De acuerdo con la hipótesis del mercado eficiente, los operadores e inversores no pueden ganar dinero con mayor continuidad que la del propio mercado de valores. Afirmar esto equivale a decir que no se puede conducir hasta el aeropuerto —respetando el límite de velocidad, se entiende— en menos de cuarenta y cinco minutos. Pero en nuestro estudio hemos comprobado que los operadores sí podían. Eran como hábiles taxistas que no paran de imaginar caminos más cortos hacia el aeropuerto. El S&P 500 (índice de los precios de los 500 grandes valores de Estados Unidos) tiene una ratio de Sharpe a largo plazo de 0,4, mientras que los operadores experimentados de nuestro estudio tenían ratios superiores a 1,0, el mejor nivel entre fondos de cobertura.[76]

¿Tuvieron suerte? ¿O habilidad? El interés de la pregunta trasciende lo meramente académico. Los bancos y los fondos de riesgo tienen que decidir cómo colocar el capital, los límites de riesgo y las primas para los operadores, de modo que es decisivo que sean capaces de distinguir entre buena suerte y habilidad. Durante la crisis crediticia de 2007-2009, los directivos de estas compañías descubrieron, para su consternación y la de todo el mundo, que, al fin y al cabo, la mayoría de sus operadores estrella era como el alocado taxista de marras y perdió en esos dos años más dinero del que había ganado en los cinco anteriores. ¿Podían los bancos distinguir entre buena suerte y habilidad?

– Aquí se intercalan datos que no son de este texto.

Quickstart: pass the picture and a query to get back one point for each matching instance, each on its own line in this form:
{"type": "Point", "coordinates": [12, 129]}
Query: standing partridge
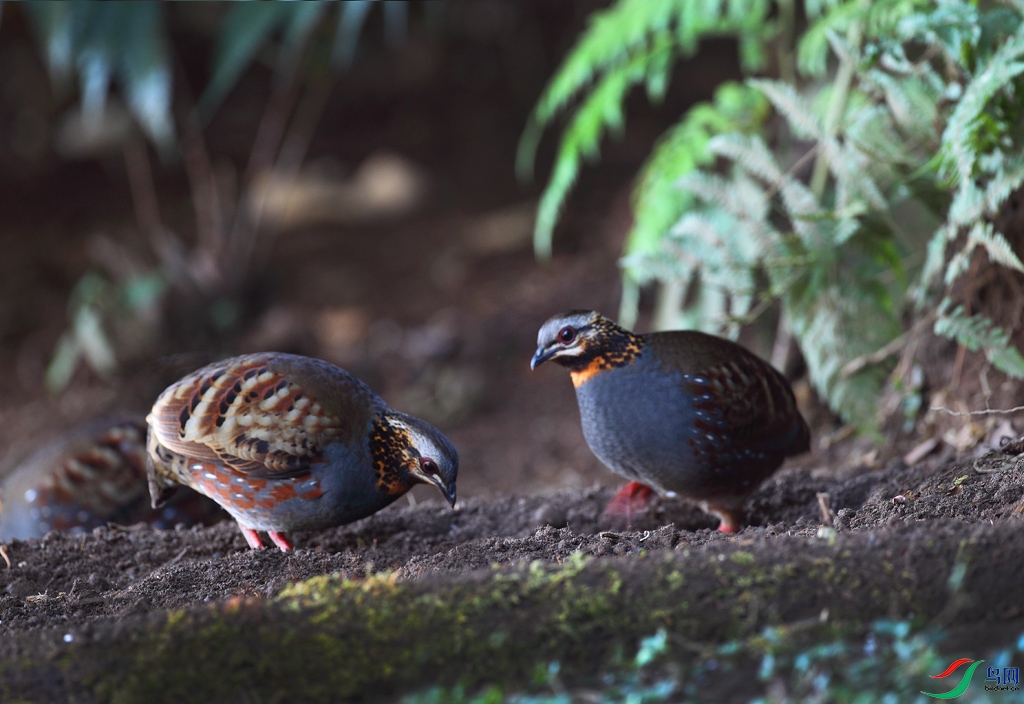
{"type": "Point", "coordinates": [285, 442]}
{"type": "Point", "coordinates": [90, 476]}
{"type": "Point", "coordinates": [682, 412]}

Nuestros datos indicaron que sí, que podían. Hemos descubierto que los operadores experimentados que ganaron dinero de manera coherente, incluso en tiempos de crisis de crédito, fueron aquellos cuya ratio de Sharpe había ido subiendo a lo largo de sus respectivas carreras. Cuando cruzamos sus ratios con los años que llevaban en el negocio descubrimos una curva notablemente ascendente, lo que indicaba que habían ido aprendiendo a hacer negocios con menos riesgo. Shiller tenía razón: el entrenamiento y el esfuerzo rinden fruto en los mercados. Este hallazgo nos condujo a sugerir a los bancos y a los fondos de cobertura que podían determinar qué operadores habían desarrollado una habilidad por la que mereciera la pena pagar simplemente con observar la curva de su ratio de Sharpe durante los años en que operaron.[77] Si la curva era ascendente, probablemente el operador había desarrollado una capacidad de reconocer pautas que merecía la pena recompensar.

De este análisis de la intuición, las corazonadas y nuestros datos sobre la ratio de Sharpe se desprenden un par de puntos. En primer lugar, que parece haber algo así como una habilidad para operar. Los mercados financieros parecen cumplir los criterios que Kahneman y Klein proponen para que un entorno justifique la confianza en la intuición. No es sorprendente, por tanto, que con frecuencia las discusiones entre los operadores comparen el mercado actual con alguno en el que hayan trabajado previamente: «Esta crisis de crédito da la impresión de ser exactamente igual al default ruso del 98. Apuesto por la recuperación del yen». La mayor parte del diálogo de un operador, sin embargo, es interior y preconsciente; un buen operador financiero escucha atentamente los susurros del pasado.

En segundo lugar, que la pregunta que a menudo aflora en las discusiones sobre la intuición —a saber, ¿qué es más fiable: la intuición o la racionalidad consciente?— no deja de encerrar una trampa. Usamos ambas, inevitablemente. Si tratáramos de utilizar únicamente la racionalidad consciente, si tratáramos de emular a Spock, descubriríamos haber dado un incontrolable paso atrás en lo concerniente a la mayoría de las decisiones que tomamos en el campo del pensamiento rápido, el que hemos reconocido antes como pensamiento conectado. A la pregunta por la fiabilidad de las decisiones resultantes no se puede responder de una vez por todas: ni «sí, confía siempre en tus corazonadas», ni tampoco «no, elabora un árbol de decisiones». La respuesta dependerá del entrenamiento personal. No deberíamos preguntar si hemos de confiar en nuestras intuiciones; lo que deberíamos preguntar es cómo entrenarnos para poseer una habilidad en la que se pueda confiar.